Each of the four tapered table legs is moulded into a U-shape, appearing solid from the outside but with enough space on the inner surface to store wires.
A internal tunnel of felt protects wires, while also holding them in place and keeping them from getting tangled.
"The Solem table is the result of an engineering exercise following extensive research on bending plywood," said the designer, who previously worked for Danish cabinetmaker Rud Rasmussen, and is now part of the design team at HAY in Copenhagen.
"The design, while being visually elegant and incredibly lightweight, provides solid structural support," he added. "The Solem table embodies modern Scandinavian design with its clean lines, allowing it to be used in a multitude of residential and commercial settings."
The table, which was made for American company Bernhardt Design, has white oak veneer tops and supports made from bent plywood. There's the option to install USB power modules in the desks, and metal trays can also be added underneath the tabletop to manage extra wires or office equipment.
USB power modules can be installed under the desks, and metal trays can also be added underneath the tabletop to manage extra wires or office equipment.
The Solem series comes in several different sizes, from cafe to conference table.
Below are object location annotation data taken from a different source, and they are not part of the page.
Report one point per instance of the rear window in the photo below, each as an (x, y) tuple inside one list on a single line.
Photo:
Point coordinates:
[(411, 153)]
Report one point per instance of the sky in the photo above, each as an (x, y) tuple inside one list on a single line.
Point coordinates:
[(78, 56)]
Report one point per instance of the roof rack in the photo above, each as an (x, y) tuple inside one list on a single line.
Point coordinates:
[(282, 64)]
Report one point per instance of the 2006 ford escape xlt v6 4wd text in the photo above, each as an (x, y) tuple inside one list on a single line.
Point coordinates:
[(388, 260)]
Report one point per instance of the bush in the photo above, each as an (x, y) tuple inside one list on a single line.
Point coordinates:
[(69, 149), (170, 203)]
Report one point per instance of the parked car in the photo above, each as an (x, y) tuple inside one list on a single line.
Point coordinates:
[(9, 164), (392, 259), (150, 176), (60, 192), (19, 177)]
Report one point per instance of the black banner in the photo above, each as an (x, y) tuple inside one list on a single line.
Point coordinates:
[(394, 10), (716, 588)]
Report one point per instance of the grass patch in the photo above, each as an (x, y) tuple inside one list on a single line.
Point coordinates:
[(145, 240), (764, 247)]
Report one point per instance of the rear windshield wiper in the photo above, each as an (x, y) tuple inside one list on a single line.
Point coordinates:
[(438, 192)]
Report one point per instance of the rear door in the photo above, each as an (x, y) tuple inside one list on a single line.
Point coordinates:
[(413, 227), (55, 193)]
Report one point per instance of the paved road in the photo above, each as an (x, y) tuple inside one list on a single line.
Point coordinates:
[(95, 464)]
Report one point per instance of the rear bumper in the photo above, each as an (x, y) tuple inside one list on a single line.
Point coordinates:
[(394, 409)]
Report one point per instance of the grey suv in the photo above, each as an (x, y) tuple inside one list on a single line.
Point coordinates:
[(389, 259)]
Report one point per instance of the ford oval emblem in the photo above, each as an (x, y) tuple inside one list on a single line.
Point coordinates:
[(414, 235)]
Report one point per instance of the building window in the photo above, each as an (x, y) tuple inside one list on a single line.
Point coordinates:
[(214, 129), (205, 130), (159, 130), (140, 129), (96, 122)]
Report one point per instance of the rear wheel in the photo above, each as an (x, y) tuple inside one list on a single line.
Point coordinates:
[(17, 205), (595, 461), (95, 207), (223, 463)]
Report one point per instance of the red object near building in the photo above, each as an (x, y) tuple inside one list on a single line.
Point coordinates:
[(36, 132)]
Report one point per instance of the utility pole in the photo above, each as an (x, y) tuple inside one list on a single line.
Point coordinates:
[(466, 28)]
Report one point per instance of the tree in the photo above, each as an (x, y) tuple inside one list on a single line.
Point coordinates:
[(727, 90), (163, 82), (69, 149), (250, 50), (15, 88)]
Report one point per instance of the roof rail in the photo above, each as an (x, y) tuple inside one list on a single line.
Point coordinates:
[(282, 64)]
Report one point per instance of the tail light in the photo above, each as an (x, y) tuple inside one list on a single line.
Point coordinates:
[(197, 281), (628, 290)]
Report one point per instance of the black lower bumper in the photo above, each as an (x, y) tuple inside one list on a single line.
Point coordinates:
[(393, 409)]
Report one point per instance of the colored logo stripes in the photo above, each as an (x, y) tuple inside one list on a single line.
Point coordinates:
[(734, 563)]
Contrasting finishes can also be combined, with special editions of the furniture featuring black or white surfaces with bevelled plywood edges.
Solem's work was featured in New York's A Few Good Things exhibition in 2016, which brought together work by both stablished and promising Norwegian talent.
Another exhibition of Norwegian design, held during Milan, included a set of patterned textiles created by the designer, based on natural materials.